Viandes blanches : un plan à 9,5 milliards d’euros pour reconquérir la souveraineté alimentaire d’ici 2035
Viandes blanches : un plan à 9,5 milliards d’euros pour reconquérir la souveraineté alimentaire d’ici 2035

Les filières de la volaille, des œufs, du foie gras, du porc et du lapin ont présenté au Salon de l’agriculture un plan commun à horizon 2035 pour renforcer la « souveraineté alimentaire » française en matière de viandes blanches. Ce manifeste, baptisé « reconquête et maintien », regroupe 15 mesures et prévoit au moins 9,5 milliards d’euros d’investissements portés par les professionnels eux-mêmes.

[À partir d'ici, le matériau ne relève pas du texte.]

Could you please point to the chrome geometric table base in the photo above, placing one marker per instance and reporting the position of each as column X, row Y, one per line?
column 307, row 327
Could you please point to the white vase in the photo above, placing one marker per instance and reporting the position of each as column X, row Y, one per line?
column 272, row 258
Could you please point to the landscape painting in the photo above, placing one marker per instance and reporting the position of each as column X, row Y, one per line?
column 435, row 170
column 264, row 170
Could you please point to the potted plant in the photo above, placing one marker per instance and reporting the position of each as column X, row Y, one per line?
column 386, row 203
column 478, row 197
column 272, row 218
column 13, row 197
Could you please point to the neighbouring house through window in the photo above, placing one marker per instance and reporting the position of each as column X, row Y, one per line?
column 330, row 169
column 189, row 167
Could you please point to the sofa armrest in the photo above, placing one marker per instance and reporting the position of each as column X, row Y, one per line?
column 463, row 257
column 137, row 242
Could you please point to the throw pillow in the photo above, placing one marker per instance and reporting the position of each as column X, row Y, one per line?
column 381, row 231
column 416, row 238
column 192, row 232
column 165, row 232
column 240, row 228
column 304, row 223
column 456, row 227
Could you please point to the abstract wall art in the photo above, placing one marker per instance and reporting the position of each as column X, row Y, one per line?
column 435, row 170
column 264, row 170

Les représentants des filières insistent : ils ne réclament pas de subventions directes, mais une simplification des règles et des normes. Selon eux, les investissements nécessaires seront financés par les éleveurs via l’emprunt. Leur objectif est d’augmenter la production nationale afin de la rapprocher des niveaux de consommation, alors que certaines filières, notamment les œufs et la volaille, peinent à suivre la demande intérieure, fragilisées ces dernières années par les épisodes de grippe aviaire.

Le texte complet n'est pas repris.